Diving into the Unknown: Exploring Chatfield Reservoir’s Gravel Pits

When whispers among the local diving community painted Chatfield Reservoir as a murky, desolate, and unimpressive dive site, we knew we had to see for ourselves. Poor visibility, cold waters, and an eerie emptiness? Sounds like precisely the kind of adventure we crave.

Where to Dive at Chatfield Reservoir?

It was a bustling weekend—boats slicing through the lake’s surface, no open swim beaches in sight—so we made our way to the gravel pits at the southern end, where we heard rumors of… curiosities. A toilet, they said. Perhaps other oddities lurking beneath the silt. What others find intriguing may not always match our definition of discovery, but that has never stopped us before.

What Lies Beneath the Gravel Pit?

Parking near our intended entry point was scarce, forcing us to adjust and join the paddleboarders and enthusiastic dogs plunging into the mid-pit waters. The entrance was an underwater tapestry of dense aquatic plants, their green fingers swaying between 8 to 15 inches tall. Pockets of exposed rock and sand revealed fragments of broken shells, scattered like forgotten relics. Algae clung to stone, painting the silty-gravel bottom in muted hues.

Descending northward, we traced the contours of submerged gravel pans, shifting from depths of 21 feet down to a mere 7 feet. Each rise and fall in the terrain unveiled its own secrets—among them, two large smallmouth bass, their unblinking stares meeting ours in an unspoken challenge.
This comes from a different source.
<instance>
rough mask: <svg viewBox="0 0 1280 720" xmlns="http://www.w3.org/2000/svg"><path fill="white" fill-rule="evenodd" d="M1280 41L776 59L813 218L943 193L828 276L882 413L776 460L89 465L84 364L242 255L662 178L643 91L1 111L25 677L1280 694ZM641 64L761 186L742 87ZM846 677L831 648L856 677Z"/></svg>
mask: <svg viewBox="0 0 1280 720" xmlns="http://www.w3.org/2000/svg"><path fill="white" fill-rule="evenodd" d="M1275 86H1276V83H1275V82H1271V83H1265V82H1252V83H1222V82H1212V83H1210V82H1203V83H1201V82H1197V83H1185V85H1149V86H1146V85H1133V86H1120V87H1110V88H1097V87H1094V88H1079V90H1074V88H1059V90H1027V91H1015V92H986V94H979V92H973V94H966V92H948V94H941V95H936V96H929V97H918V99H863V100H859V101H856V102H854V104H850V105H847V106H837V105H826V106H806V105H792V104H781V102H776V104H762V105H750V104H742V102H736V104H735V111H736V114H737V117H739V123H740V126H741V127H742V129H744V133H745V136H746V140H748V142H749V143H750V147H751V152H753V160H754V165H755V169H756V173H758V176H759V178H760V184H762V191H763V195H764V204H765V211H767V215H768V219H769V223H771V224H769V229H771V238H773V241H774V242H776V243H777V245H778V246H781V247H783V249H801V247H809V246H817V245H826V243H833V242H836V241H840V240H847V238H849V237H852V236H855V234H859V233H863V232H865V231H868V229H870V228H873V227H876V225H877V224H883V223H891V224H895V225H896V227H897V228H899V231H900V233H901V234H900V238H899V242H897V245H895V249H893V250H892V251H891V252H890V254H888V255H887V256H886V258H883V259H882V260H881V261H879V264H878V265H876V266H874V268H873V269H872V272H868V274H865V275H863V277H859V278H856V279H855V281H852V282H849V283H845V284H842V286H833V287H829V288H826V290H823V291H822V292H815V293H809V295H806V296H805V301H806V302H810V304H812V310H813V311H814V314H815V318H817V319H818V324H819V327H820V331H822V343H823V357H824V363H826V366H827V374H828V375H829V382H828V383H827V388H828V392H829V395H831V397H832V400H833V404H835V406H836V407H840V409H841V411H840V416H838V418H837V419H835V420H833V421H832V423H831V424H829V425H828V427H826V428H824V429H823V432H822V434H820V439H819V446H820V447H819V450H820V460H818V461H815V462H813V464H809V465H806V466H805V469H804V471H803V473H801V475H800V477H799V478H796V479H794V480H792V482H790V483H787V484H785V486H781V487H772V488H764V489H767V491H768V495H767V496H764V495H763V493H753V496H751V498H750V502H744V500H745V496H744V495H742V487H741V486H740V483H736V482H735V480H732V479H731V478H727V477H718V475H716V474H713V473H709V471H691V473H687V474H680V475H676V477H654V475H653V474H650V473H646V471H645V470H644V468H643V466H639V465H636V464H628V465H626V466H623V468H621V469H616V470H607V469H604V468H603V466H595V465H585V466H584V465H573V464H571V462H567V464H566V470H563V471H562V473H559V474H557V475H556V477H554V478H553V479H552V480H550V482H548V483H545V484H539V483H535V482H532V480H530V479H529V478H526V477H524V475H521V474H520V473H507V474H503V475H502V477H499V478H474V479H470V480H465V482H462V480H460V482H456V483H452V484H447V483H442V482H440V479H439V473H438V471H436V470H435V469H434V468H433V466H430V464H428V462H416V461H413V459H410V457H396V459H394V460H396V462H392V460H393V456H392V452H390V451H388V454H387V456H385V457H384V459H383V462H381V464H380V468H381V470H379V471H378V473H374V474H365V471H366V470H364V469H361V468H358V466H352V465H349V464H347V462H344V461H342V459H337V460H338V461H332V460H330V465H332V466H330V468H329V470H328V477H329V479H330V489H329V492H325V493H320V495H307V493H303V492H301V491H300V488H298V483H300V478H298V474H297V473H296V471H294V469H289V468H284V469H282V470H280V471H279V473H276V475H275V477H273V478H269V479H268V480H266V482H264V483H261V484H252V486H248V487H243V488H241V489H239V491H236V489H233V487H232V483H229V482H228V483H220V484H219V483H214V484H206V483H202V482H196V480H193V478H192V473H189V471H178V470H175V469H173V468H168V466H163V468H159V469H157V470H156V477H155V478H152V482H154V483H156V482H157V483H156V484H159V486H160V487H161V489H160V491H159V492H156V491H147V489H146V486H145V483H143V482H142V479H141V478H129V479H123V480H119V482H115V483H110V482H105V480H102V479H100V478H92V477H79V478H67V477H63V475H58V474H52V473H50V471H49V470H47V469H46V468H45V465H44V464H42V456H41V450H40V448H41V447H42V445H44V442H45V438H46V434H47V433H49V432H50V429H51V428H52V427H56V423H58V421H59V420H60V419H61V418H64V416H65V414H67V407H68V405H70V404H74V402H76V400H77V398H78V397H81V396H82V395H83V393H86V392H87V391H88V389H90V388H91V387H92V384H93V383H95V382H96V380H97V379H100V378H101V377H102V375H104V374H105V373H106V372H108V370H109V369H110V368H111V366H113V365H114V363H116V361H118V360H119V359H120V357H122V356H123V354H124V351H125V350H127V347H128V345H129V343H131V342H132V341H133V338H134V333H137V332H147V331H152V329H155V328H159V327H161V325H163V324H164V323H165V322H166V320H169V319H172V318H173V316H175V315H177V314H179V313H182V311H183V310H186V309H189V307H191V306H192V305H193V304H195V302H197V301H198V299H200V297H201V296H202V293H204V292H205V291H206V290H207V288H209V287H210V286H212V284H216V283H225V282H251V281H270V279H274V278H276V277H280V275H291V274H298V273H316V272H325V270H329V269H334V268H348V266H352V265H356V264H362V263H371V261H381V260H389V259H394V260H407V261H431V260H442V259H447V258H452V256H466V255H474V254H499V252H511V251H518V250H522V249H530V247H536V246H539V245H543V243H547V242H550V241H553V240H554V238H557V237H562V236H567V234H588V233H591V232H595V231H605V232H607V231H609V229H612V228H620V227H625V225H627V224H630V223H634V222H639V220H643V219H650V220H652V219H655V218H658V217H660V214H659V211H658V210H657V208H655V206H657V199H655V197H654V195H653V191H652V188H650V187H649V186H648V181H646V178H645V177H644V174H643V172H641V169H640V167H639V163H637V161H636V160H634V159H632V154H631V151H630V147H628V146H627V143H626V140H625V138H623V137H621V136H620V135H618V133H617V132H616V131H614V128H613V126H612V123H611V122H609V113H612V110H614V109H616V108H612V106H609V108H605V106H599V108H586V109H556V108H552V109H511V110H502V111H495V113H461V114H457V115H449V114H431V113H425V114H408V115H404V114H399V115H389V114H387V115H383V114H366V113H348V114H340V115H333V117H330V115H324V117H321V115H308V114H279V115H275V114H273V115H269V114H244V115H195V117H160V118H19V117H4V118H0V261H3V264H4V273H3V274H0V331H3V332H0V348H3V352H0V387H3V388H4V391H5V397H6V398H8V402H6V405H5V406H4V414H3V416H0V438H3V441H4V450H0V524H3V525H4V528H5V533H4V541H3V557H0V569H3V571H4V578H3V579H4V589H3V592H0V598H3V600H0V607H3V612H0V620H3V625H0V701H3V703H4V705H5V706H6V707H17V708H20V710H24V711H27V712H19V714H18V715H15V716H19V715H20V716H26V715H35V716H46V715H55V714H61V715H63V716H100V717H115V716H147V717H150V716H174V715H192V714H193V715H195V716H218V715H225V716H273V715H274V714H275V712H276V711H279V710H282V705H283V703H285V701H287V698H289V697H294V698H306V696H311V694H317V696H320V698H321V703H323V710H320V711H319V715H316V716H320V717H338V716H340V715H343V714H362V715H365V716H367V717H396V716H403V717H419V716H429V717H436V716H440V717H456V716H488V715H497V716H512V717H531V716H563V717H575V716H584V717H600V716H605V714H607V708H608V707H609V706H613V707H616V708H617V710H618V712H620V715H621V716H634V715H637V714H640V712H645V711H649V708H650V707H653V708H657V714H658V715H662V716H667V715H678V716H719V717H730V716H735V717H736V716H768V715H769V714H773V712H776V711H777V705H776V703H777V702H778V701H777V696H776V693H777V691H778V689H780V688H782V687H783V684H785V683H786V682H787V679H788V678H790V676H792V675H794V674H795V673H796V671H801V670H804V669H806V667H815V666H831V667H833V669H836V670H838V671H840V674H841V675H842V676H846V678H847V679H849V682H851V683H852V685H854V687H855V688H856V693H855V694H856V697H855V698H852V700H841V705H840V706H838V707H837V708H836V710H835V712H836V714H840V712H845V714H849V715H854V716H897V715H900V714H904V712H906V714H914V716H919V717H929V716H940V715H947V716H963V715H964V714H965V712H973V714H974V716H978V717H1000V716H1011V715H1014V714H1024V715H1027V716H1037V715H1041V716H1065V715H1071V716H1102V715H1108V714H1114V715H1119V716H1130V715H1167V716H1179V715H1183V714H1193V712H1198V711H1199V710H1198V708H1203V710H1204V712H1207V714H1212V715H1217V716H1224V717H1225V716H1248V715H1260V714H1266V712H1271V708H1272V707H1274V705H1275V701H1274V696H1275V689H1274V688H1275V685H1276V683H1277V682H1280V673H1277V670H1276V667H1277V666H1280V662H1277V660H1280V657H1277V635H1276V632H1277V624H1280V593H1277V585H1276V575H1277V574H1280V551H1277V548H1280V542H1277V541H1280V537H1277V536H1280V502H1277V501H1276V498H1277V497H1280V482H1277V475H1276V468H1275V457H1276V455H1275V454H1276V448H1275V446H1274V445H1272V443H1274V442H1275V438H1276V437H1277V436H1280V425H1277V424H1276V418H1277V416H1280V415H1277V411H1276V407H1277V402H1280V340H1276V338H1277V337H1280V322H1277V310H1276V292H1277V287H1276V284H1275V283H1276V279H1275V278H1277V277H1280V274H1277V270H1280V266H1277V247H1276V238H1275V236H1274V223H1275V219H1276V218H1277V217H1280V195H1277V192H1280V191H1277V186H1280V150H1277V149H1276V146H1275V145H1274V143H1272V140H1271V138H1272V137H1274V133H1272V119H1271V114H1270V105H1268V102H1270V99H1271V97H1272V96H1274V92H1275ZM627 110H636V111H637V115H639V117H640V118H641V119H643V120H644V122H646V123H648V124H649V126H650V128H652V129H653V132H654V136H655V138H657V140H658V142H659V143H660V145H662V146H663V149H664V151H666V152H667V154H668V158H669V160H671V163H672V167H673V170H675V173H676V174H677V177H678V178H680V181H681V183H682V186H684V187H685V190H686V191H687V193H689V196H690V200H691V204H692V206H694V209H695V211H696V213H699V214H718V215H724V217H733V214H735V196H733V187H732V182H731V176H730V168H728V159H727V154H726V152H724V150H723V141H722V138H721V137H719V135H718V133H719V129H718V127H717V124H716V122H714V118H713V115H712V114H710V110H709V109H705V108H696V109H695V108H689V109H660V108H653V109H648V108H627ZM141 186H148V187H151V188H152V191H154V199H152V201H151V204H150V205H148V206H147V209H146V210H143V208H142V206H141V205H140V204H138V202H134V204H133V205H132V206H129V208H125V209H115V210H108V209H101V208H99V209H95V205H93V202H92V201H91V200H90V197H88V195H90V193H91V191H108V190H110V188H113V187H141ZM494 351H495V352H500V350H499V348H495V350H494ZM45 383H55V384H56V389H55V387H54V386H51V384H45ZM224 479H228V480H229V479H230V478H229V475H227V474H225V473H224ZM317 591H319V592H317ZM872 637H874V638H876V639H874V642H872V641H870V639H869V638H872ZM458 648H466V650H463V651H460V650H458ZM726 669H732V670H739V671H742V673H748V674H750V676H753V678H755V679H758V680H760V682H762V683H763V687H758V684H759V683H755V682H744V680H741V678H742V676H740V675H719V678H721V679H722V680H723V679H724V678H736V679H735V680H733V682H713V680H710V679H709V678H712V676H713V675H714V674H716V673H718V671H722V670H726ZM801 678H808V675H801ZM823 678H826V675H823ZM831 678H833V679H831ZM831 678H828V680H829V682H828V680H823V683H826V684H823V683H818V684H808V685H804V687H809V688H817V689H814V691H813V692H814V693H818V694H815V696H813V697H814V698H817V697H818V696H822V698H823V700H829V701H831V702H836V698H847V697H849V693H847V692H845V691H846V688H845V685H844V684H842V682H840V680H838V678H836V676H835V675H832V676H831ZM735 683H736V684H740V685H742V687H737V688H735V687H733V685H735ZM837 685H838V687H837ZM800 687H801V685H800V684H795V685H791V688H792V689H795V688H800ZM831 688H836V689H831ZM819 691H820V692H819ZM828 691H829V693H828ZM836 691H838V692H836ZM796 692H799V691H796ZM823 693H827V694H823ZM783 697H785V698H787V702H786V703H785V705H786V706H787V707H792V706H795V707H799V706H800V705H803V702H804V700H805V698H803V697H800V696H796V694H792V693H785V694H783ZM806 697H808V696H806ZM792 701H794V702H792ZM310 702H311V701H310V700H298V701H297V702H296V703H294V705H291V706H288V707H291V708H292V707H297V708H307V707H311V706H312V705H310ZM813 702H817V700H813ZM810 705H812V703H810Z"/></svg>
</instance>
The visibility held steady at 20 to 30 feet—until we crossed the thermocline at 20 feet, where clarity collapsed into near blindness. Silt replaced the sand, swallowing all traces of life and leaving us in a liquid void. We never stumbled upon the infamous submerged toilet, but we found no shortage of intriguing aquatic life among the discarded beer caps shimmering in the low light.

Nothing to See Here?

For all the whispers of emptiness, Chatfield Reservoir’s gravel pits hold their own quiet magic. A few rocks, algae, pipes, clams, oysters, and other divers… Nothing to see? Let us agree to disagree, and perhaps, somewhere beneath the silt, a lonely porcelain relic awaits discovery.